Long Island: a third of state subprime foreclosures
Suffolk and Nassau counties accounted for 33 percent of subprime loans that were made in 2006 in New York State and that are now in foreclosure, according to a report to be released Friday by the Empire Justice Center, a nonprofit law firm that advocates for low-income families.
The analysis, based on data from the Federal Reserve Bank of New York, shows Long Island at the top of the mortgage crisis in the state, the Albany-based center said. The group will publicize the 80-page report, which will show foreclosure and default rates across the state and talk about solutions and the impact on minority communities.
Long Island's one-third foreclosure rate equates to 12,936 subprime loans, the report said.

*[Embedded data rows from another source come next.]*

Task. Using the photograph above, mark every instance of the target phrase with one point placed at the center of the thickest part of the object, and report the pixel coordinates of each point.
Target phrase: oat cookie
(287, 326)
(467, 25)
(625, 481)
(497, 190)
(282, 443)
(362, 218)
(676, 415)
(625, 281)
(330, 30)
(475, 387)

At the same time, Long Island has 30 percent of all subprime loans scheduled to be reset before October 2009, according to the study of subprime loans given out in 2006.
Long Island's dubious top position can be blamed partly on "aggressive" mortgage sales here, including to borrowers who clearly could not pay, and home buyers' "overinflated" prices because they thought property values would go on rising, said Adrian Fassett, chief executive of the Economic Opportunity Council of Suffolk, a Housing and Urban Development-approved housing counselor based in Patchogue.
"When you drove around two or three years ago, on every corner there was a new mortgage broker or a new mortgage banker," he said.
Nassau and Suffolk were especially susceptible to problems because they have more homes on the market than New York City, Fassett said. When the economy weakened, the city's housing values generally did not fall as much as those on the Island, he said.
Now, many troubled borrowers want to sell their homes to pay off their mortgages, but have problems getting offers that would cover all their loan payments, housing advocates said.
Michael McHugh, vice president of the Empire State Mortgage Bankers Association, said he doesn't think Long Island's subprime foreclosure rate is unexpected, considering that the region accounts for many of the state's subprime loans.
He said Long Island's home prices went up much faster than the rest of the state, then fell faster. "When you have a larger decline, you're going to have more foreclosures quicker," said McHugh, chief executive of Continental Home Loans, a Melville-based mortgage banker.